Clean your plate into the bin. Feel pudding on toast and four cups of milky tea drop like a stone into your stomach. Thank your mother. Go with her to the back garden and help her hang the rest of the washing. Ask while you work if there is anything else she needs doing while you’re home. Tell her the garden looks nice.
‘Ah, go on,’ she mutters around the clothes peg held between her teeth. ‘It’s a state,’ she shrugs, ‘but I’ve never the time.’ She nods towards the kitchen window and your father’s silhouette, ‘And no help.’
Sweep the leaves from the side lane. Drill holes for a hanging-basket hook. Dead-head the acanthus. Cut the grass.
‘Don’t belabour yourself on my account,’ your mother says as she stands over you where you are weeding, holding a strimmer ready in her hand.
Tell her, ‘It’s no problem at all.’
‘Well then, suit yourself.’
In the driveway next door, your neighbour Theresa is climbing out of her car. ‘Ah, you’re not putting him to work already, are you?’ she says, her tongue curling over her upper lip as she winks at you in conspiracy.
Your mother measures a laugh. ‘Might as well get some use out of him. Do you want some help there with your shopping, while the going’s good?’

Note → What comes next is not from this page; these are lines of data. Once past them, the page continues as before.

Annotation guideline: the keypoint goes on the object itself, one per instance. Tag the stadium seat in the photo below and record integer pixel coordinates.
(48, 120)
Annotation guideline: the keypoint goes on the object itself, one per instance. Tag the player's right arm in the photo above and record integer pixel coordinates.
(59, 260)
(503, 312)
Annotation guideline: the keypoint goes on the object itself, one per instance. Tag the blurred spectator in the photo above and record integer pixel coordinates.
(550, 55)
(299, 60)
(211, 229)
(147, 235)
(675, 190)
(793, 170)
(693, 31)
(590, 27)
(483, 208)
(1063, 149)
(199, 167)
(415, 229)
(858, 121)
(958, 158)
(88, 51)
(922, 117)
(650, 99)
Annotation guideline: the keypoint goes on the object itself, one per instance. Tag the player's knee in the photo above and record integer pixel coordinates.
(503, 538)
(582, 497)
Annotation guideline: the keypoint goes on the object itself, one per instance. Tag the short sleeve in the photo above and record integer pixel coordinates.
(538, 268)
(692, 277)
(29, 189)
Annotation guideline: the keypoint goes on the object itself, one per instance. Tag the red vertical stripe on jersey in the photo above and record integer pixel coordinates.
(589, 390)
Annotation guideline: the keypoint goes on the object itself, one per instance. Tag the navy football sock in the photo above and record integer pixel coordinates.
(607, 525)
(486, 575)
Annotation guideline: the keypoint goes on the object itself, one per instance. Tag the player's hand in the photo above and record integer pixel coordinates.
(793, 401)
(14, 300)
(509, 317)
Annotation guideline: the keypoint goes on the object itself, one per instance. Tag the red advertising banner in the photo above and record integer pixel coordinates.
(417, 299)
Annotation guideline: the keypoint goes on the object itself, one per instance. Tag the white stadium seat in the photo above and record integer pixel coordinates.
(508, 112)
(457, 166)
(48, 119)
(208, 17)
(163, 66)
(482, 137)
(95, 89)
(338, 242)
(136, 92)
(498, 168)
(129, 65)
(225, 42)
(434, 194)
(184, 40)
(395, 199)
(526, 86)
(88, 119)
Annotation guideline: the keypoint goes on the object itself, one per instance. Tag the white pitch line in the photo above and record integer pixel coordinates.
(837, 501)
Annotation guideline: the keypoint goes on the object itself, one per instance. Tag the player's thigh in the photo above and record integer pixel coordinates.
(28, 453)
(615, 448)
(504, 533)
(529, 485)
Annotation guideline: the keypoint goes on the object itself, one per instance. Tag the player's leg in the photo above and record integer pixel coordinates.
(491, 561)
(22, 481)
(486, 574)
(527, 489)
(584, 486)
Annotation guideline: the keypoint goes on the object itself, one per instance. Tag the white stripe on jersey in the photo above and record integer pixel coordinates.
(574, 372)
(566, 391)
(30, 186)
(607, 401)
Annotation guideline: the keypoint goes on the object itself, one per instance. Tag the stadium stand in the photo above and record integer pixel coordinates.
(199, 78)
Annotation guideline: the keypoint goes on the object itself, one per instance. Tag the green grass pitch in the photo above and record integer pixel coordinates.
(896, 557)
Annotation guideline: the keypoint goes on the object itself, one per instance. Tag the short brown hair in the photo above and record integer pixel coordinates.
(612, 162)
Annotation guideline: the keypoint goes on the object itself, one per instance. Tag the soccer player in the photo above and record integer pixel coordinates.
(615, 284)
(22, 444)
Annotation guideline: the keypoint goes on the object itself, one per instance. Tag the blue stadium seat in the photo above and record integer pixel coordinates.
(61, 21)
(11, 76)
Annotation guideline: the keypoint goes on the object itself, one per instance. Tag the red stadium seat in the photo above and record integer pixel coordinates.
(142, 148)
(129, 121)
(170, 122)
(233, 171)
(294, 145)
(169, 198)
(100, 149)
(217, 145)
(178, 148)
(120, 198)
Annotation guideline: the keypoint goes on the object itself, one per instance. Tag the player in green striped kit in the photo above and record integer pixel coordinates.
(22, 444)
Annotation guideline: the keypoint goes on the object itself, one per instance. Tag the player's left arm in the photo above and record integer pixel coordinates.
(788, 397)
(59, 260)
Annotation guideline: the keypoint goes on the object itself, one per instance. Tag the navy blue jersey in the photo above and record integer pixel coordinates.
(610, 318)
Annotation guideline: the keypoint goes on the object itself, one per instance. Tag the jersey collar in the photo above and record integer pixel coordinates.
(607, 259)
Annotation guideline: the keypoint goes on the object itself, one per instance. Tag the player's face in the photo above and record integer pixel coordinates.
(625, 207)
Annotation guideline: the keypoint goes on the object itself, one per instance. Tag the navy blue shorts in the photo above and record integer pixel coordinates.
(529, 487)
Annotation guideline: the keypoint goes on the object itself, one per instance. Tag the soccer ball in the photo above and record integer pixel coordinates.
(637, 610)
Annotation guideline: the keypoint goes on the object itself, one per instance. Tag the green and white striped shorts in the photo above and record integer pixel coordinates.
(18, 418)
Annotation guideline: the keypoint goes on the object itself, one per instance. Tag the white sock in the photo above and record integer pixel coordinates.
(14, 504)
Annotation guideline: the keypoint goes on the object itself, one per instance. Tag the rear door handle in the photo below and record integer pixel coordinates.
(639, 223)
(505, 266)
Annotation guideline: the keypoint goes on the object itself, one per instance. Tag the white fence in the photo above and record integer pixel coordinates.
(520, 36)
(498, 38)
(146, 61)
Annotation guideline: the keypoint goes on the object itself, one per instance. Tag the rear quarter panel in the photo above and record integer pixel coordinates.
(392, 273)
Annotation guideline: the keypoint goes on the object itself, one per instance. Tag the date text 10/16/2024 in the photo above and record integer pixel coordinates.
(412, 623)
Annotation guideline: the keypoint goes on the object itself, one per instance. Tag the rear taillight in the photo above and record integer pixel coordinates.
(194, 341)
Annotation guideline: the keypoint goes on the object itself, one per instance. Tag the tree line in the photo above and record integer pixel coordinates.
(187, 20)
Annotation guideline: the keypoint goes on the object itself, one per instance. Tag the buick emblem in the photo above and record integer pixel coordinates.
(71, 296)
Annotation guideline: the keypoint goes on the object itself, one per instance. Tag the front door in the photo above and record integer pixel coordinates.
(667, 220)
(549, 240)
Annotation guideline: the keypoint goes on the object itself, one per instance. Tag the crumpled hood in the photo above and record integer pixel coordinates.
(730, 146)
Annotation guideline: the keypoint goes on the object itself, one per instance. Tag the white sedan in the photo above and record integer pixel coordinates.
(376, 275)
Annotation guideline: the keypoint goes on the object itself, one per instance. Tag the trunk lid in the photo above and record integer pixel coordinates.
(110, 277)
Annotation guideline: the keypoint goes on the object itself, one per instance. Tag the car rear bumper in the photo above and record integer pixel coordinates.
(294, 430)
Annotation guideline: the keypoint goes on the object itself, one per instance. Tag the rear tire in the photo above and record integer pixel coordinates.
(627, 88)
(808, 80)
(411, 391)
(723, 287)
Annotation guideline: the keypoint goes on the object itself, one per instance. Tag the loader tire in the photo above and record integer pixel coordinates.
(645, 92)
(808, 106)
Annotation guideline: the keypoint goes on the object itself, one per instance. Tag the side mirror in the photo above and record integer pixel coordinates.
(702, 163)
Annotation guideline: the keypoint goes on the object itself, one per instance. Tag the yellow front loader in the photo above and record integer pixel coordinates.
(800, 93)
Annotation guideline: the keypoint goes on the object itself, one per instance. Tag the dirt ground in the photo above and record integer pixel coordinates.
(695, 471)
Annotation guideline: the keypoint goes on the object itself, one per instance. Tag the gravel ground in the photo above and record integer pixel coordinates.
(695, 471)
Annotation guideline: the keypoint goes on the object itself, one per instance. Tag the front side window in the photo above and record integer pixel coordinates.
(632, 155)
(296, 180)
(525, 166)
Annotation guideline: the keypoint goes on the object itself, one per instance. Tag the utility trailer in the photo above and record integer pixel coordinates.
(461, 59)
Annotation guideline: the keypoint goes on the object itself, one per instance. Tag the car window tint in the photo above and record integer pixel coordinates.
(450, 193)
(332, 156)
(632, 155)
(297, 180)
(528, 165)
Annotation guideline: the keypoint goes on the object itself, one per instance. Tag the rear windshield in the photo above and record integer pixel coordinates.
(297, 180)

‘Nah, you’re all right,’ Theresa says, ‘I wouldn’t do that to him on his birthday.’ She hauls a bag of groceries from the boot and the new baby from the back seat. ‘Do you want to have a look at him?’ she asks and, without waiting for an answer, stands in her flower bed to dangle the baby over the wall. ‘David,’ she tells you.
Say, ‘Hi, David.’
Take the baby in your arms. He is warm and smells of milk. His eyes are clear as glass and his hands grope in the air for things you cannot see.
‘Aw,’ Theresa says, ‘he’s a natural, so he is.’ She rearranges her shopping and takes back the baby, bracing his weight against her hip and steadying him with a muscled arm. ‘Won’t be long now till he’s back with one of his own, and a little English accent on it.’